As an interesting side note, Audie Murphy received his Medal of Honor for actions in January 1945 as a member of Ware’s battalion. Later, he served as one of Ware’s company commanders.
After serving six months in Germany’s occupation forces, Ware returned to attend the Command and General Staff College at Fort Leavenworth and then was assigned to the Military District of Washington. This is where he met his future wife, Joyce, and married five months later, on May 3, 1947.
Ware was then assigned to West Point to teach Military Psychology and Leadership, then attended the Armed Forces Staff College and was assigned to serve in Korea from March 1955 until June of 1957.
It was then off to the National War College, back to Washington D.C. to serve as a Congressional Liaison, and then a Europe tour. During his next assignment as Assistant Division Commander of the 2d Armored Division (“Hell on Wheels”) at Fort Hood, Texas, he was promoted to brigadier general. His next duty was as Deputy Chief and Chief of Information for the Department of the Army from September 1964 through November 1967. During that tour, he was promoted to Major General on July 1, 1966.

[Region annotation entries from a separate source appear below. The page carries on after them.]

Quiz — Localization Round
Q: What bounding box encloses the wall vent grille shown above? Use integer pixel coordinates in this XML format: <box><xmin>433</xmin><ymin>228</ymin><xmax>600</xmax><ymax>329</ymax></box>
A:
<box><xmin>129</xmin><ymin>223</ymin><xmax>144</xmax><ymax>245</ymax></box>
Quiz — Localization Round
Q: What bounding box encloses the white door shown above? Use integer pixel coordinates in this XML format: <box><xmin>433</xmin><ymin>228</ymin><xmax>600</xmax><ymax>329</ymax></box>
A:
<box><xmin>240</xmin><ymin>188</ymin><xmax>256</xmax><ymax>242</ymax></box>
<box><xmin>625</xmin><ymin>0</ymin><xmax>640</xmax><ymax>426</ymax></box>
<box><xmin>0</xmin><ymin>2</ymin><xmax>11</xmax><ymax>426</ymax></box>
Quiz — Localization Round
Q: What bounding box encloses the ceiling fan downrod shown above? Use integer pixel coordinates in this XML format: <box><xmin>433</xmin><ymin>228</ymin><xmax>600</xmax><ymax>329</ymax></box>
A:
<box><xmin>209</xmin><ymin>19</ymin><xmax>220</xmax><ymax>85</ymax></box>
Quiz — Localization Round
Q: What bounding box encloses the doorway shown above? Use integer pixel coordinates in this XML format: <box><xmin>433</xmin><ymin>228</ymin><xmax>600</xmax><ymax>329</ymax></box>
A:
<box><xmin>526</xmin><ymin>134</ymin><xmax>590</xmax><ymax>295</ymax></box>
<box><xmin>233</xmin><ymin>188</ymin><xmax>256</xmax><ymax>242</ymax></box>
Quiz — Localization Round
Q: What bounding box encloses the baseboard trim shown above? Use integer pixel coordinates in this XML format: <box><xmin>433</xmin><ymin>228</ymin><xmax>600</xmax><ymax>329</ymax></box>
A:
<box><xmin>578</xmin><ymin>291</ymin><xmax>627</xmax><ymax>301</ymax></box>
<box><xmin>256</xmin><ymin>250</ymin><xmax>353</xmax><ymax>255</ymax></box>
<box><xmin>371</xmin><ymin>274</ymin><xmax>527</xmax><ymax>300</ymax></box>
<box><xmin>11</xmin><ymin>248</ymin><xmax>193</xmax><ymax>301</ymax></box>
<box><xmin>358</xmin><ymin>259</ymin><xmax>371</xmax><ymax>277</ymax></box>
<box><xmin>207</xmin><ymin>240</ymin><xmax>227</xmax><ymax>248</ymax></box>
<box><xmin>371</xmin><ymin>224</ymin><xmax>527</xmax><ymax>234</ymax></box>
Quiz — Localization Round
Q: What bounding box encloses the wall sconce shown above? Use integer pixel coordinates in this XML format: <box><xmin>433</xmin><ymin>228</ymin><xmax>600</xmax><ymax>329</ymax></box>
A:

Originally due for assignment to Germany, Ware appealed to the Secretary of the Army and was reassigned to Vietnam, where he initially served in major command assignments until taking over as commander of the 1st Infantry Division (“Big Red One”).
On September 13, 1968, during the Battle of Lộc Ninh, elements of the 1st Infantry Division were preparing to attack Hill 222, 6 km north of the town. Ware’s command group was flying in his command and control helicopter to view the battle when heavy anti-aircraft fire brought the helicopter down 5 km south of Lộc Ninh. Ware, his three command staff, and the four helicopter crew were all killed in the crash, including his dog. On October 25, 1968, Ware was posthumously awarded the Distinguished Service Cross.
His funeral was held, and he was laid to rest in Arlington National Cemetery. President Johnson, whom Ware had known from his legislative liaison days, attended.
His wife, who resides in Colorado, said that “he loved his country dearly and was a man of very high morals, very dedicated and a wonderful human being.”
The Army continues to recognize Maj. Gen. Keith L. Ware and his accomplishments to this day. The Army’s annual Awards for Journalism are named after him, as are the Parade Ground and an Elementary School at Fort Riley, Kansas (traditional home of the “Big Red One”); a range facility at Fort Benning, Georgia (home of the Infantry”); a Simulation Center at Rock Island Arsenal, Illinois; and, of course, an etching on panel 44W of the Vietnam War Memorial.
His Medal of Honor is currently on display at the National Infantry Museum at Fort Benning.